Sementara itu, Yeona heran ada apa dengan Ja In? Kenapa dia melabraknya? Benar - benar cabe rawit. Walau kecil tapi pedas sekali.
"Ja In, kenapa kau judes sekali?"
Seketika Ja In menoleh ke belakang. Sinis dia kepada Yeona lalu berbelok naik tangga menuju ke lantai atas.
"Ada apa dengannya?" tanya Yeona pada Ok yang berada di sebelahnya.
"Jangan diambil hati. Dari dulu Ja In memang suka ceplas ceplos. Dia gadis baik. Hanya saja sering lepas kendali."
"Kalian saling mengenal sejak dulu?"
Ok mengangguk pelan. "Bukan hanya Ja In, tapi Yoo Joon, juga Chung-hee. Kami mendapat julukan power ranger sewaktu masih sekolah di SMA."
Mereka berdua tertawa kecil walau tidak ada yang lucu. Yeona tertawa untuk formalitas belaka. Sementara Ok tertawa untuk meredam suasana.
"Aku rasa Yoo Joon menyukaimu. Segera balas cintanya. Selamat malam."
Setelah Ok berbelok mengjilang dari pandang, Yeona menutup pintu kamar, mengunci dari dalam. Dia terbaring di kasur.
Power ranger? Hmm, Ja In, Yoo Joon, Chung-hee, Ok, seharusnya jumlah mereka lima. Siapa power ranger ke lima?
Lalu Seorang Yoo Joon menyukai Yeona? Yang benar saja. Dia aktor muda terkenal. Sementara Yeona hanya gadis biasa.

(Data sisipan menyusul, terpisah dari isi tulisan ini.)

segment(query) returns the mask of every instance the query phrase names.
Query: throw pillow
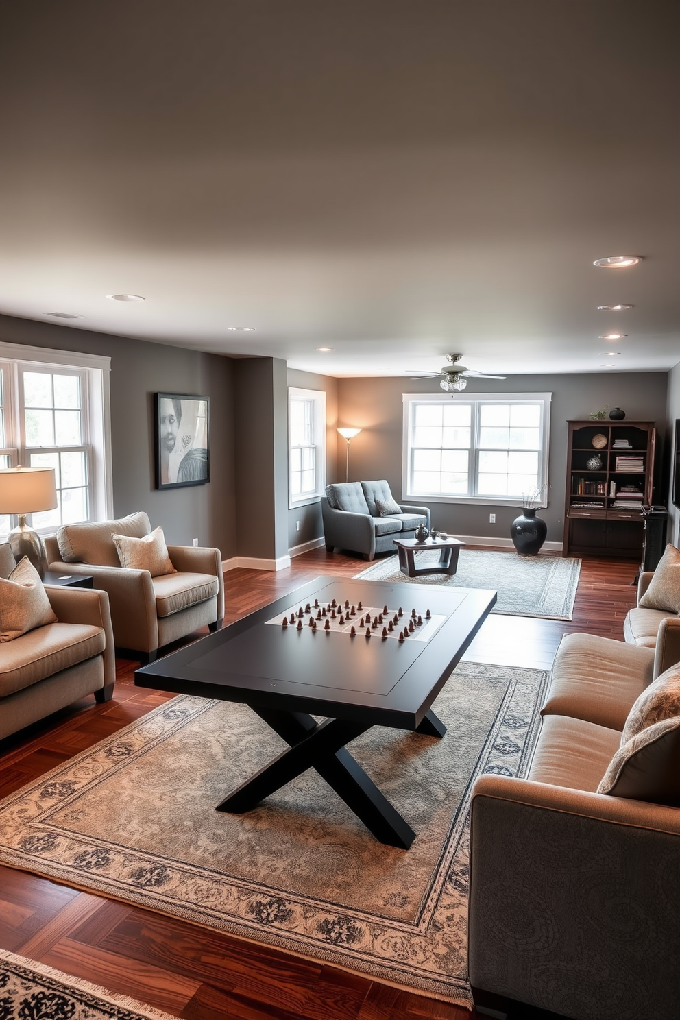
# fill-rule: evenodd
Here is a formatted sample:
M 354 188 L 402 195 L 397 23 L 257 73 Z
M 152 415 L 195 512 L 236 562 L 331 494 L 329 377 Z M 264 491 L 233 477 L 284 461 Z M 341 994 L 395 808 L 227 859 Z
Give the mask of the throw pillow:
M 132 539 L 126 534 L 113 534 L 111 538 L 121 566 L 130 570 L 148 570 L 152 577 L 177 572 L 170 562 L 162 527 L 157 527 L 143 539 Z
M 401 513 L 402 508 L 395 500 L 376 500 L 375 505 L 381 517 L 389 517 L 394 513 Z
M 680 806 L 680 716 L 647 726 L 619 748 L 597 793 Z
M 680 715 L 680 663 L 667 669 L 642 692 L 626 719 L 621 746 L 647 726 Z
M 680 613 L 680 551 L 675 546 L 666 547 L 639 605 L 643 609 Z
M 0 577 L 0 642 L 56 621 L 40 574 L 24 556 L 9 577 Z

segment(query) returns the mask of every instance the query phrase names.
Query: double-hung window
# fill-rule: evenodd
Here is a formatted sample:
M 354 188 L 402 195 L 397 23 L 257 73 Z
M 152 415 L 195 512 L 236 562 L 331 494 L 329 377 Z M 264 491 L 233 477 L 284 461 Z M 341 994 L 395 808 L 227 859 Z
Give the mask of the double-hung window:
M 551 394 L 404 394 L 404 494 L 544 505 Z
M 55 473 L 57 506 L 30 516 L 37 530 L 110 516 L 108 374 L 108 358 L 0 344 L 0 467 Z M 0 517 L 0 534 L 14 523 Z
M 326 395 L 289 389 L 289 504 L 318 500 L 326 483 Z

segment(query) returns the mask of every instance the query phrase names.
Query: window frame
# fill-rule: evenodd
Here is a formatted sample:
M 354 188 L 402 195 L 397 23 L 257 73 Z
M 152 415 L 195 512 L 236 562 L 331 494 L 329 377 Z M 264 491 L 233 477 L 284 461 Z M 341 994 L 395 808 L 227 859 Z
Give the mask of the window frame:
M 552 393 L 475 393 L 475 394 L 436 394 L 436 393 L 405 393 L 403 400 L 403 442 L 402 442 L 402 499 L 430 503 L 460 503 L 472 506 L 509 506 L 522 507 L 526 500 L 521 497 L 508 496 L 458 496 L 455 494 L 441 496 L 427 493 L 414 493 L 411 486 L 411 436 L 413 427 L 413 407 L 415 404 L 435 402 L 448 404 L 452 401 L 458 404 L 474 405 L 472 411 L 472 442 L 470 446 L 470 471 L 473 486 L 476 487 L 479 468 L 479 405 L 481 404 L 539 404 L 541 407 L 540 429 L 541 442 L 538 451 L 538 488 L 541 493 L 539 501 L 533 501 L 539 508 L 547 506 L 548 454 L 551 440 L 551 402 Z M 436 449 L 436 448 L 434 448 Z
M 7 430 L 11 442 L 0 450 L 9 456 L 9 466 L 31 466 L 34 453 L 86 452 L 88 520 L 106 520 L 113 516 L 113 478 L 111 466 L 111 413 L 109 357 L 61 351 L 52 348 L 23 347 L 0 342 L 0 368 L 3 370 L 3 406 L 6 410 L 5 442 Z M 77 374 L 82 387 L 83 440 L 76 446 L 28 447 L 24 407 L 22 400 L 22 371 L 44 371 L 58 374 Z M 7 419 L 10 419 L 9 421 Z M 8 429 L 9 425 L 9 429 Z M 10 527 L 16 523 L 12 515 Z M 40 534 L 53 534 L 54 524 L 38 527 Z
M 304 493 L 299 498 L 293 495 L 293 445 L 291 442 L 291 404 L 296 400 L 310 401 L 311 444 L 296 445 L 296 449 L 312 446 L 314 450 L 313 493 Z M 289 447 L 289 509 L 318 503 L 326 489 L 326 393 L 325 390 L 304 390 L 289 387 L 287 404 L 287 447 Z

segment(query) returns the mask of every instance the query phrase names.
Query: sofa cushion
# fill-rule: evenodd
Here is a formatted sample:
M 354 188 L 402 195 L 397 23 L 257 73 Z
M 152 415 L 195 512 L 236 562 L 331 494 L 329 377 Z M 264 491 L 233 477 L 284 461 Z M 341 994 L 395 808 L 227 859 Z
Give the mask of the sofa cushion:
M 378 478 L 377 481 L 362 481 L 361 488 L 363 489 L 364 498 L 366 499 L 366 505 L 371 517 L 380 516 L 376 500 L 382 500 L 383 503 L 395 503 L 395 498 L 391 495 L 386 478 Z M 397 512 L 399 513 L 401 507 L 397 503 L 395 503 L 395 506 L 397 506 Z
M 326 486 L 326 496 L 334 510 L 366 514 L 370 512 L 359 481 L 337 481 L 332 486 Z
M 543 718 L 528 778 L 594 794 L 621 732 L 562 715 Z
M 597 793 L 680 807 L 680 716 L 647 726 L 619 748 Z
M 680 663 L 667 669 L 642 692 L 628 713 L 621 734 L 621 745 L 647 726 L 653 726 L 674 715 L 680 715 Z
M 391 517 L 402 512 L 401 506 L 393 500 L 391 496 L 388 500 L 376 500 L 375 509 L 379 517 Z
M 651 682 L 653 649 L 611 638 L 567 634 L 562 639 L 541 715 L 568 715 L 617 729 Z
M 24 556 L 9 577 L 0 577 L 0 643 L 55 620 L 40 574 Z
M 623 635 L 629 645 L 655 648 L 661 621 L 669 615 L 661 609 L 631 609 L 623 622 Z M 672 614 L 671 614 L 672 615 Z
M 120 520 L 88 521 L 64 524 L 57 531 L 57 545 L 64 563 L 92 563 L 101 567 L 119 567 L 114 534 L 142 539 L 151 530 L 145 513 L 132 513 Z
M 217 595 L 219 582 L 211 574 L 172 573 L 153 577 L 156 595 L 156 612 L 159 616 L 171 616 L 180 609 L 196 606 Z
M 639 606 L 680 613 L 680 551 L 667 546 Z
M 111 538 L 121 566 L 132 570 L 148 570 L 152 577 L 175 572 L 162 527 L 155 528 L 143 539 L 133 539 L 125 534 L 113 534 Z
M 100 655 L 105 645 L 103 628 L 88 623 L 50 623 L 22 634 L 2 650 L 0 698 Z

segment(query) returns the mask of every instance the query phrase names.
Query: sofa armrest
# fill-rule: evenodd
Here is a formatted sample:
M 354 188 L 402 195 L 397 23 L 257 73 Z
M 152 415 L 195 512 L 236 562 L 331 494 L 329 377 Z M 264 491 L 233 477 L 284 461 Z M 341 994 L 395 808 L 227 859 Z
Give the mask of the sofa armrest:
M 224 575 L 222 554 L 207 546 L 168 546 L 168 556 L 175 570 L 187 573 L 207 573 L 217 577 L 217 619 L 224 617 Z
M 653 678 L 680 662 L 680 616 L 665 616 L 657 631 Z
M 637 605 L 640 604 L 640 599 L 649 588 L 651 578 L 653 577 L 653 570 L 644 570 L 640 576 L 637 578 Z
M 426 517 L 427 518 L 426 527 L 427 527 L 427 530 L 429 531 L 429 529 L 430 529 L 430 508 L 429 507 L 412 507 L 412 506 L 408 506 L 406 503 L 400 503 L 399 508 L 402 511 L 402 513 L 420 513 L 420 514 L 423 515 L 423 517 Z
M 104 686 L 115 683 L 115 643 L 106 592 L 89 588 L 64 588 L 61 584 L 46 584 L 45 591 L 61 623 L 89 623 L 91 626 L 102 627 L 106 639 Z
M 93 563 L 50 563 L 49 570 L 91 576 L 108 594 L 113 635 L 119 648 L 154 652 L 158 648 L 156 594 L 148 570 L 102 567 Z
M 678 809 L 482 776 L 471 809 L 472 985 L 573 1017 L 673 1016 L 679 853 Z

"Kasihan, padahal aku mulai menganggapnya sebagai adik yang manis."
Yeona tidak peduli pada cinta. Baginya cinta bukan madu yang nikmat. Cinta adalah obat pahit kehidupan.
Setidaknya untuk saat ini.
*
Sementara itu di gedung Moonlight Entertainment.
Nyonya Han sibuk memasak di depan kamera. Senyum menghias wajahnya yang nampak muda dengan riasan terbaik Korea Selatan.
"Resep mudah untuk dibuat oleh siapapun di rumah," ucap Tuan Han, menyajikan hidangan sayur capcay menggugah selerah ke meja makan. "Sampai jumpa kembali esok hari, dalam acara memasak bersama Han Ji Er."
"Cut!" Sutradara yang duduk di kursi lipat bertepuk tangan sambil menghampiri Nyonya Han. "Penampilan Nyonya memang tidak pernah mengecewakan. Kita rehat beberapa jam."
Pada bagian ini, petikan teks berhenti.